TEMPO.CO, Bogor - Praktik kawin kontrak tidak hanya merugikan wanita sebagai korban, namun juga anak dari hasil praktik haram itu. Si anak, disebut tak bisa mengklaim kewarganegaraan asal bapaknya karena perkawinan orang tuanya tak diakui secara hukum.
Ahli hukum seorang mantan anggota Aliansi Indonesia, Yulianti Sachan, mengatakan anak-anak yang lahir sebagai buah hasil kawin kontrak jika merunut pada Undang-Undang No. 12 Tahun 2006 Tentang Kewarganegaraan harus mengikuti berkewarganegaraan ibunya.
"Keadaan itu sudah ditetapkan secara limitatif," kata Yulianti kepada Tempo, ditemui di bilangan Jalan Juanda, Kota Bogor, Ahad 29 Desember 2019.
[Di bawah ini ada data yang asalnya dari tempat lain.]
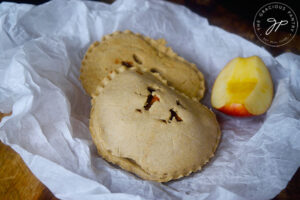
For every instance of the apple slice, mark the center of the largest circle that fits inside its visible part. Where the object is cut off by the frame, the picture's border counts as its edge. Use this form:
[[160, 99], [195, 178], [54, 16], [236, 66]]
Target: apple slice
[[243, 88]]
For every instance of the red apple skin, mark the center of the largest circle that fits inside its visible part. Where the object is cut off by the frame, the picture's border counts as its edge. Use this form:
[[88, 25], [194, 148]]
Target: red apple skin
[[235, 109]]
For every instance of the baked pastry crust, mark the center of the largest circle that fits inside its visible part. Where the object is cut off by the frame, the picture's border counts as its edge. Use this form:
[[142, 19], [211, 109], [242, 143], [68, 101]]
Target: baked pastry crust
[[129, 49], [148, 128]]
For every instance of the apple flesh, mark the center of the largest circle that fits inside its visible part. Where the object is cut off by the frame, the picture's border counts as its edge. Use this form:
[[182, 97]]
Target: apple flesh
[[243, 88]]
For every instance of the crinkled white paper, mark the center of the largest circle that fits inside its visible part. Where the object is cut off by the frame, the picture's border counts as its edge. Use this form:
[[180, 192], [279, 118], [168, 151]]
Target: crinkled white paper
[[41, 48]]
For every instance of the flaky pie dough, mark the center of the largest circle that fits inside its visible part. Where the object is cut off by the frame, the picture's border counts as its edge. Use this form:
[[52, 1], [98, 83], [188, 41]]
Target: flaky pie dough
[[129, 49], [146, 127]]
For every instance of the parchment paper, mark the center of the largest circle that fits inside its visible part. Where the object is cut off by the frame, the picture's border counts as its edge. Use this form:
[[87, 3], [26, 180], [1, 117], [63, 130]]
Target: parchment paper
[[41, 48]]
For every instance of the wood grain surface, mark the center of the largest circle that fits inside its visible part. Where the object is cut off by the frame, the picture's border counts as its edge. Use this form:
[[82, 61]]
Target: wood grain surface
[[17, 181]]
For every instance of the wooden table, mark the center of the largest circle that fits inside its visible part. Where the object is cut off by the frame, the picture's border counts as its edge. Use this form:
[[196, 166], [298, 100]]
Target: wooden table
[[16, 180]]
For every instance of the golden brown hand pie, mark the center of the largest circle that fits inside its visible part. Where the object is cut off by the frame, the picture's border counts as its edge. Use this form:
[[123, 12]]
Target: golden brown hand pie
[[129, 49], [141, 124]]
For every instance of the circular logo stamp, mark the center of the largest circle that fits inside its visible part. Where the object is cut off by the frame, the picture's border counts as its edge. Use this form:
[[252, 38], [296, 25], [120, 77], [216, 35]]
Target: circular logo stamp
[[275, 24]]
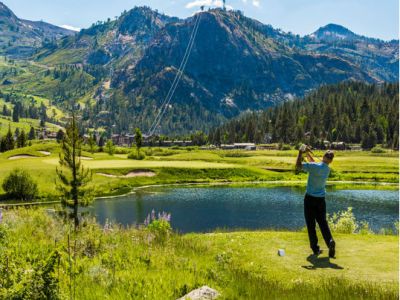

Yulianti mengatakan hal itu pun selaras dengan hukum Islam, yang mana menyebutkan seorang laki-laki tidak boleh melakukan pengakuan terhadap anaknya di luar pernikahan sah karena terputus nasab (garis keturunan). Dengan begitu, si anak hanya memiliki garis keturunan dari ibunya.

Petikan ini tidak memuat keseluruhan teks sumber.